I prefer Yellow to Green (it's a double album), though both are good, and for me, there are no throwaway tracks.  Many of these songs have been stuck in my head over the past week or so, and maybe more importantly, I have wanted to listen to this album every day.  I listen to a lot of music and like a lot of different stuff, so for me to hang out with one album every day (sometimes more than once), is a big statement.

The production is good--it's not overproduced and still has a raw quality to it.  The drums are big (even when they go all disco-y with 16th note hi-hats and four-on-the-floor kicks), the guitars are driving and melodic, with many of their typical Thin Lizzy dual harmonies (and the occasional Tom Morello style solo), the bass is audible with a cool tone and has it's own moments to shine when the guitars drop out or fade into accents to the main riffs, keyboards add a psychedelic layer, and the vocals have great hooks.  And it's probably going to be an album that my wife won't mind listening to, which always helps.

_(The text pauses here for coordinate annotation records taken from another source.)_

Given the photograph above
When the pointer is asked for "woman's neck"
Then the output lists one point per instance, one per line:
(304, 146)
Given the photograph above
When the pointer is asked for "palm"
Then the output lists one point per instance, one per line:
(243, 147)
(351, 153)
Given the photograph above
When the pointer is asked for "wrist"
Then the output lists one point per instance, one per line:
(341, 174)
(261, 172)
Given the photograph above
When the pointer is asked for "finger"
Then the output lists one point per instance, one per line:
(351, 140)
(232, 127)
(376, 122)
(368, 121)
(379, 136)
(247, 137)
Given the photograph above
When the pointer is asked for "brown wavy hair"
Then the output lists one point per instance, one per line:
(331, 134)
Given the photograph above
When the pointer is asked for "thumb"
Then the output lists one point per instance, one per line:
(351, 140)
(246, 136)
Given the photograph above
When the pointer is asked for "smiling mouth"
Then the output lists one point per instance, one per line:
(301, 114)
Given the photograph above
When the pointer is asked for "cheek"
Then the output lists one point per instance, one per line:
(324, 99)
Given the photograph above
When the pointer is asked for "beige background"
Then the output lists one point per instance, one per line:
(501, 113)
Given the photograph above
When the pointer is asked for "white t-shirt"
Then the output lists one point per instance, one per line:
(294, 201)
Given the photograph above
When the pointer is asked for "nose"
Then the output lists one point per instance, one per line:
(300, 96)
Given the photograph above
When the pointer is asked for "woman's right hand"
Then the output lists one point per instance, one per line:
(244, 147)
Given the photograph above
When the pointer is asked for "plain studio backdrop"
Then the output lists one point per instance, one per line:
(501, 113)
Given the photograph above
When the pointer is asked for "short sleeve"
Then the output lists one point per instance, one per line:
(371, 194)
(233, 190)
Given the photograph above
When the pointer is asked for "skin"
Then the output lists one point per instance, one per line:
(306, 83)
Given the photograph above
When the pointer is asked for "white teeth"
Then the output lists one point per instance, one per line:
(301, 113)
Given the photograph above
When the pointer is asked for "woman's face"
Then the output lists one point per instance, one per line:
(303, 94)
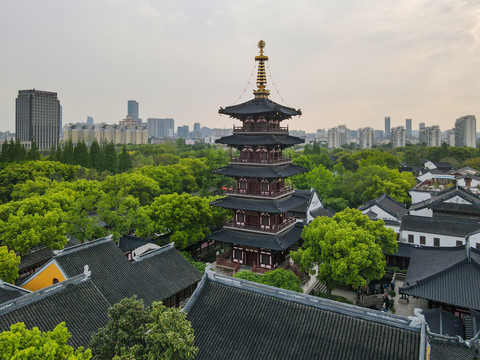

If Eula doesn't end up being one of the best songs of the year, then I look forward to hearing whatever bests it.

If Relapse ends up releasing a comprehensive box set of the colored albums (Red, Blue Yellow and Green) with some awesome artwork by guitarist/vocalist John Dyer Baizley, it will end up being the first time I will have purchased actual physical media in a long, long time.